Although the ferry is a means of travel to the South Island, I highly recommend traveling this way as you get a look in on the northern South Island sounds.
Flying would be beautiful in its own right and I will travel that way back to Wellington in 18 days time but right now, on a clear, sunny day, the ferry ride is the way to go.
We arrived in Picton and took off to Pelorus Campground just an hour away by taking the scenic/windy road over and set up camp for the night.
Although this campsite was a little expensive comparatively ($12/person) it was a gorgeous setting and include a hot shower!
Took off from Pelorus for the west coast of Abel Tasman, to Anapai and Mutton Bays, that we heard was the less touristy but just as picturesque side. We did an easy hour hike to the beach and found an amazing secluded spot.
We jumped right in to the water and although it was initially cold, it was quite enjoyable. I definitely recommend the extra drive to get to see Abel Tasman on a less touristy site and we hit a perfect weather day for the beach.
This was our first run in with sand flies and these little flies have a very big bite. One of the jokes that the local men like to make is that only the female sand flies bite, usually followed with "go figure!" Harharhar...but really, you won't notice them until they have already bit you and you will pay for it for the next week or so. I started with 100% DEET and it didn't hold the buggers off so we got some local tropical strength spray that did the trick. We were also told Dimp would work as well. There are all sorts of brands out there so I suggest asking the locals!
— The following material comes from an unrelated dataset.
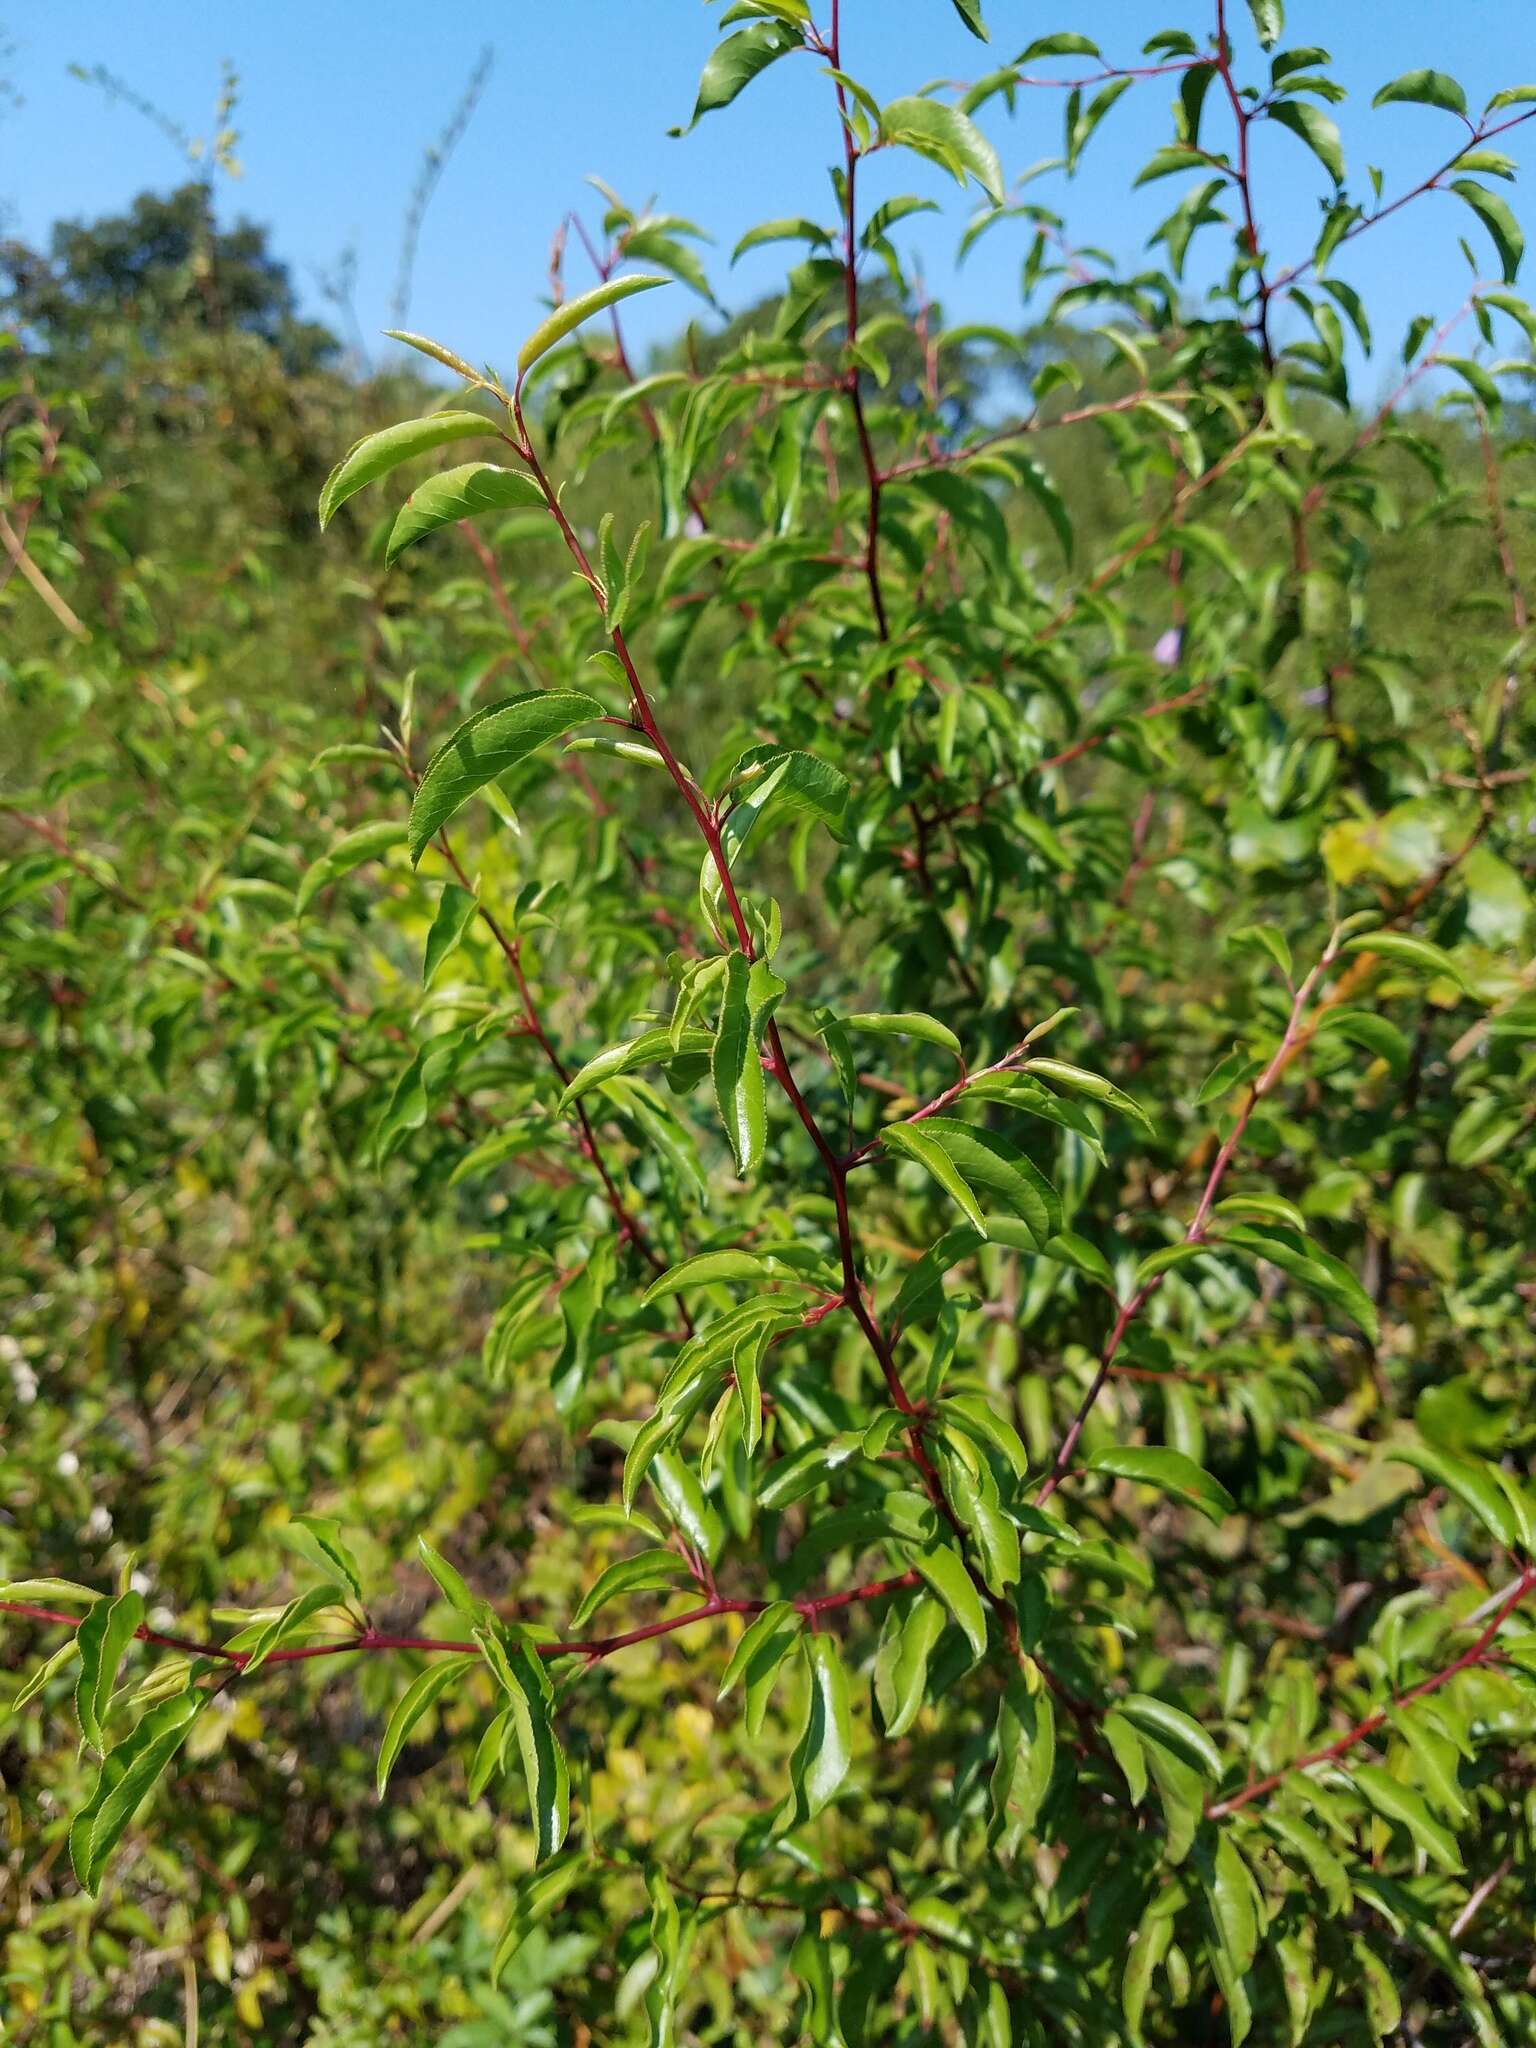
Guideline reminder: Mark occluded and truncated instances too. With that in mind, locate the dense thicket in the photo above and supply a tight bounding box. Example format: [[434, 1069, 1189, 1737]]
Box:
[[3, 6, 1535, 2043]]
We made our way back towards Nelson but decided to sleep overnight by the beach at Wainui Bay. The sunset there was stunning.
The following day we had something to celebrate: Lukas's birthday! We decided to spend the day in Nelson to ring in his 29th. We made our way into town and found some free (read: cold) public showers down by the beach to prep for our night out. We decided to head into town and started out at Founder's Brewery for a sampler of organic beer. Which was a great deal at only $10 and was a neat little spot.
In Nelson, the iSite allows overnight camping and has toilets open 24 hours which is uncommon in many of the cities, score! We walked over to Free House, a beer hall that used to be a church. It had a cool vibe to it but it was pretty empty and there was no music playing. I am sure this place could be really fun with the right jams playing but we didn't stay long. We continued our beer craft trail to Sprig & Fern. This bar was more our speed. We got a booth in front and played some chess, chatted with the locals, and eventually ordered dinner. The burgers there were delish and cheap! A band came on around 9 pm that really got the place moving so we stayed and met other travelers from Italy and Switzerland. The following day we left Nelson early for Greymouth. On the way we made a quick stop at Maruia Falls which was about 11 km out of our way but a beautiful view. It would have been more spectacular if the tide was high but the waterfall wasn't raging. Overall I would say it was worth the detour.









a bar in an old church?! What a great idea, too bad it wasn't more lively... That sunset picture is absolutely amazing!!